Kanzleien als "Gatekeeper" von Kriminellen
In Finanzskandalen wie den "Panama Papers", "Pandora Papers" und "Paradise Papers" haben Anwaltskanzleien regelmäßig eine zentrale Rolle gespielt. Es waren auch bekannte und internationale Kanzleien daran beteiligt, Unternehmenskonstrukte aufzusetzen, mit denen verschleiert werden konnte, wer als sogenannter "wirtschaftlich Berechtigter" tatsächlich hinter einem Geschäft steht. Auf diese Weise konnten hohe Geldsummen und Vermögenswerte in Offshore-Jurisdiktionen versteckt werden. Dabei haben die Kanzleien in ihrer Beratung nicht zwingend gegen gesetzliche Vorschriften verstoßen. Vielmehr wurden oft Lücken in nationalen und internationalen Regelungswerken ausgenutzt, die entweder sehr reichen Personen oder gar Kriminellen geholfen haben.
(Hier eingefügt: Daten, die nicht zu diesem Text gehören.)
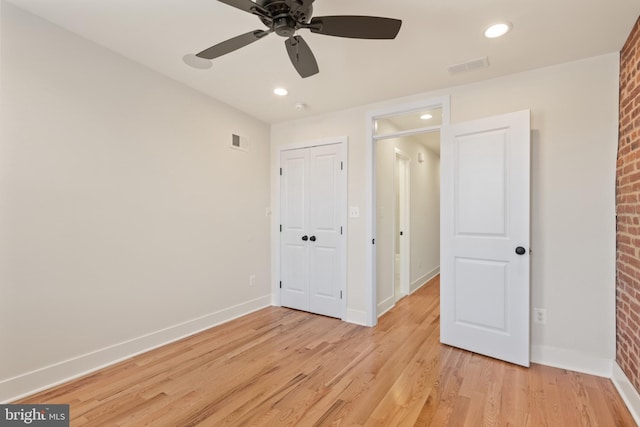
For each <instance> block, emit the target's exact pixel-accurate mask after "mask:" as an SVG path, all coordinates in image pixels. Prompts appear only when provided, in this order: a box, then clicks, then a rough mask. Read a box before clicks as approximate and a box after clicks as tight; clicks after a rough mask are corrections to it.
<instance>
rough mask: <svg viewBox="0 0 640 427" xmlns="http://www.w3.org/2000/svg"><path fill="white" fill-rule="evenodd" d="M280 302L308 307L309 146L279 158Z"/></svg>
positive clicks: (294, 151) (294, 307) (304, 309)
mask: <svg viewBox="0 0 640 427" xmlns="http://www.w3.org/2000/svg"><path fill="white" fill-rule="evenodd" d="M280 166H281V168H280V175H281V176H280V221H281V225H280V227H281V228H280V230H281V233H280V234H281V236H280V288H281V290H280V303H281V304H282V306H283V307H290V308H295V309H298V310H304V311H309V282H308V267H307V266H308V264H309V233H308V229H309V183H308V179H307V174H308V173H309V172H308V171H309V149H302V150H288V151H283V152H282V155H281V159H280Z"/></svg>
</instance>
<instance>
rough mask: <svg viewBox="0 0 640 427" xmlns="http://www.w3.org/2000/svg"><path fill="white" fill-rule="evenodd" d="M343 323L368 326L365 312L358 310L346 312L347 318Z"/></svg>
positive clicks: (367, 321) (365, 311)
mask: <svg viewBox="0 0 640 427" xmlns="http://www.w3.org/2000/svg"><path fill="white" fill-rule="evenodd" d="M344 321H345V322H349V323H353V324H355V325H360V326H369V322H368V316H367V312H366V311H360V310H347V317H346V318H345V319H344Z"/></svg>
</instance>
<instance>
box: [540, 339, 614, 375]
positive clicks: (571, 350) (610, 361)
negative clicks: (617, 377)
mask: <svg viewBox="0 0 640 427" xmlns="http://www.w3.org/2000/svg"><path fill="white" fill-rule="evenodd" d="M531 361H532V362H533V363H538V364H540V365H546V366H552V367H554V368H560V369H567V370H569V371H575V372H582V373H583V374H590V375H596V376H598V377H605V378H611V373H612V372H613V360H612V359H606V358H599V357H593V356H589V355H585V354H584V353H581V352H578V351H573V350H566V349H563V348H557V347H549V346H543V345H532V346H531Z"/></svg>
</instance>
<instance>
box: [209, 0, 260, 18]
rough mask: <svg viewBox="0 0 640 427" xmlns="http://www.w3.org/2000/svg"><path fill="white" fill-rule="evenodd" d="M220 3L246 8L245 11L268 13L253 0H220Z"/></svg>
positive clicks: (244, 9) (241, 7)
mask: <svg viewBox="0 0 640 427" xmlns="http://www.w3.org/2000/svg"><path fill="white" fill-rule="evenodd" d="M218 1H219V2H220V3H224V4H228V5H229V6H233V7H235V8H236V9H240V10H244V11H245V12H249V13H253V14H256V15H267V16H269V12H267V11H266V10H265V9H264V8H263V7H262V6H260V5H258V4H256V3H254V2H252V1H251V0H218ZM256 12H258V13H256Z"/></svg>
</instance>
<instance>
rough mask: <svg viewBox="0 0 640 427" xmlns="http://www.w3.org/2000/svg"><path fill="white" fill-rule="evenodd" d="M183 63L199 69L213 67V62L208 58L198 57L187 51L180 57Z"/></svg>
mask: <svg viewBox="0 0 640 427" xmlns="http://www.w3.org/2000/svg"><path fill="white" fill-rule="evenodd" d="M182 60H183V61H184V63H185V64H187V65H188V66H190V67H193V68H197V69H199V70H208V69H209V68H211V67H213V64H212V63H211V61H209V60H208V59H204V58H200V57H199V56H196V54H195V53H189V54H187V55H185V56H183V57H182Z"/></svg>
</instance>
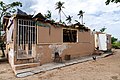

Aus der Sicht der internationalen Geldwäschebekämpfung stellen Kanzleien daher ein relevantes Risiko dar und müssen umfassende Anforderungen nach dem Geldwäschegesetz bei Mandantenkontakten erfüllen. Aufgrund der Vielfältigkeit von möglichen Geldwäschephänomenen treffen die Pflichten nicht nur international aufgestellte Kanzleien mit Kontakt zu Offshore-Jurisdiktionen. Die Organisierte Kriminalität ist breit aufgestellt und auch ein Immobilienerwerb oder die Gründung eines Unternehmens kann relevant sein, um ein komplexes kriminelles Netzwerk zu erkennen.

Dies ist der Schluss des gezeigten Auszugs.